One of the most persistent and pervasive beliefs amongst experts in eating disorders is that much of this problem in “western” society is promoted by the focus on thinness in popular media and weight-obsessed societal norms.

It is therefore interesting, when researchers find that actual data to support this commonly held notion may not be all that clear or straightforward.

In a paper just published in the International Journal of Eating Disorders, Marjori Feinson and Adi Meier from the Falk Institute for Behavioural Studies in Jerusalem, Israel, examined the hypothesis that eating disorders are directly promoted by exposure to popular media or modern societal obsession with thinness.

The researchers conducted extensive interviews to assess the frequency of symptoms of disordered eating in a community sample of over 800 adult secular, traditional, orthodox, and ultra-orthodox Jewish women in Israel.

The over 200 ultra-orthodox Jewish women included in this sample belonged to the Haredi, which the authors describe as:

“…a community that strictly adheres to religious rituals and protects its traditions and values from outside influence by separating itself from the rest of society and refuse to make any compromises with contemporary secular culture. They not only maintain separate, political, educational and legal institutions from the rest of Israeli society, and differ in dress, customs, and daily practices from the general public but Haredim normally live with their parents until marriage, tend to marry earlier and raise much larger families. Nearly all forms of modern communication are denounced by rabbinical authorities and the banning of televisions represents “a prime symbol of the community’s ability to maintain its identity and to protect itself from the sinful secular world.”

As the authors point out:

“Although food is central to all Jewish cultural, ethnic and religious traditions, it is paramount in the lives of Haredi women, not only because of religious ritual practices, but also because of extremely large families to feed.”

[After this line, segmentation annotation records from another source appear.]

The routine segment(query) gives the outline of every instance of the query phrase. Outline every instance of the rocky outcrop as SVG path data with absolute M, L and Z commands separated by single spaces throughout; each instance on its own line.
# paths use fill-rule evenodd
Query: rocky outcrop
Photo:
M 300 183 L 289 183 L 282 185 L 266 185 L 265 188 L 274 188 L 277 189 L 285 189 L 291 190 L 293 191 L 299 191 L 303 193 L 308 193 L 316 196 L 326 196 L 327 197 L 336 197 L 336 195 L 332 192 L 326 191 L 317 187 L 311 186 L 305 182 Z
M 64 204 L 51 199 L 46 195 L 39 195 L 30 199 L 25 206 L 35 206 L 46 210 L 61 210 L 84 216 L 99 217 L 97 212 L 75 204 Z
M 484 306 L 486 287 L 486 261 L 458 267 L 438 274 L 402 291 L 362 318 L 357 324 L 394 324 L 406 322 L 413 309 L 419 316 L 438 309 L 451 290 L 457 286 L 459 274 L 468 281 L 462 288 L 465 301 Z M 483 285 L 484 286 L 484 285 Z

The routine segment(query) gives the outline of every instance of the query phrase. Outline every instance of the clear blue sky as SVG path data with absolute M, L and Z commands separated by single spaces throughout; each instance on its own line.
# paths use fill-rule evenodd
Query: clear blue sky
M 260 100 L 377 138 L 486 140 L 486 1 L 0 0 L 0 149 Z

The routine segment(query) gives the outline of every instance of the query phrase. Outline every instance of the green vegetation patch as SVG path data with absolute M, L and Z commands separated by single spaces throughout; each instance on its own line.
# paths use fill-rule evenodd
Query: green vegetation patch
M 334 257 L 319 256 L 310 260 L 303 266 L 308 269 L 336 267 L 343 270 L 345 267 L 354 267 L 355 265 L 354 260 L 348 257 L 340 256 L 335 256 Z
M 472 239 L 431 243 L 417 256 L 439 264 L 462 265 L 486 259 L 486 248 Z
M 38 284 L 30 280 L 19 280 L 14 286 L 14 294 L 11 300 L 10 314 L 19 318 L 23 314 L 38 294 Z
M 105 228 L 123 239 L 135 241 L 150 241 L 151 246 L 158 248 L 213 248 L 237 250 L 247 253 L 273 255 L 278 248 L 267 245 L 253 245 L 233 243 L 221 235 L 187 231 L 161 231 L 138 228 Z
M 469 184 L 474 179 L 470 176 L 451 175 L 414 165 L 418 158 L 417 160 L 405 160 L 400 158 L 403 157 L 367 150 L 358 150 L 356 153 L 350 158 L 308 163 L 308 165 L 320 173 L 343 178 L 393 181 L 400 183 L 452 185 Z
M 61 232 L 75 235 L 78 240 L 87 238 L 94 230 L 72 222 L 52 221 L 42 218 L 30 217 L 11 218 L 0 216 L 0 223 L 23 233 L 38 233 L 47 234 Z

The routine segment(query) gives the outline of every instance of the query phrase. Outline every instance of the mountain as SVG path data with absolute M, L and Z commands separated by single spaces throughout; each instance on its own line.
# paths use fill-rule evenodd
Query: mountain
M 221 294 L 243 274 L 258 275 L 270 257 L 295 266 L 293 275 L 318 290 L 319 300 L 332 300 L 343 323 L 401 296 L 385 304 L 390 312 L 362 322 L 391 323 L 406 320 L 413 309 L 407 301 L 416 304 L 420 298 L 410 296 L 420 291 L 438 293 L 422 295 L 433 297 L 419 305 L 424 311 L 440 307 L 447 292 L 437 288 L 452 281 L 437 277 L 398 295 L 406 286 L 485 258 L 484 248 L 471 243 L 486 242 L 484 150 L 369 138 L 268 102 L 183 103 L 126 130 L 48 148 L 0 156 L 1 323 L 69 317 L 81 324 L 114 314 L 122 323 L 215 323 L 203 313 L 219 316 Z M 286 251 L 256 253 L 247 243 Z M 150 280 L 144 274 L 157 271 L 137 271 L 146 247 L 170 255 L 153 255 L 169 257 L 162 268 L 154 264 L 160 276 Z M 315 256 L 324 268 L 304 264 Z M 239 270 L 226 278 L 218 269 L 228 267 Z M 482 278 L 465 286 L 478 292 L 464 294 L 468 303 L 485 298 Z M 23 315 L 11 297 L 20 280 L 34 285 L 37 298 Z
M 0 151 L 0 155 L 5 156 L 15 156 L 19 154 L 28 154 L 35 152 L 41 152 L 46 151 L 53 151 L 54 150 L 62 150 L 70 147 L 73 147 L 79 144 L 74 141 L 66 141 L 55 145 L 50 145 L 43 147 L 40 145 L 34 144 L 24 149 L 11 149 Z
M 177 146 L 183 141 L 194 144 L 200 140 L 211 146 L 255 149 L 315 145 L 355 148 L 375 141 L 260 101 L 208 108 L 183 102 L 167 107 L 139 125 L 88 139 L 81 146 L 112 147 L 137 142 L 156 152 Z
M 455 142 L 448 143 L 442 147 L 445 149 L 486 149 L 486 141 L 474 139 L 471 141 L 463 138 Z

The women were similar in average age (~40 yr) and had similar rates of obesity (~20%) and overweight (~30%). Haredi women were far more likely to be married (~90%) whereas the secular women were least likely (~45%).

Rates of self criticism were lowest amongst Haredi women (10%) and increased in orthodox (14%), traditional (17%), and secular (20%) women.

Mental health status rated as fair or poor was also least common amongst the Haredi women (18%) and was higher in orthodox (24%), traditional (40%), and secular 37%) women.

Surprisingly, however, considerable and serious eating disordered behaviours were reported at about 45% across all groups. In fact, the prevalence of serious disorder was reported at 14.6% in the Haredi compared to 16.6% in the secular group (not statistically different).

These rather unexpected findings led the researchers to conclude that:

“Haredi and Secular women are equally at risk for disordered eating behaviour, warranting a cautious conclusion that rigorous religious adherence may not be protective against serious eating disturbances.”

In all groups, women with higher body weight and greater self-criticism were more likely to report disordered eating behaviours.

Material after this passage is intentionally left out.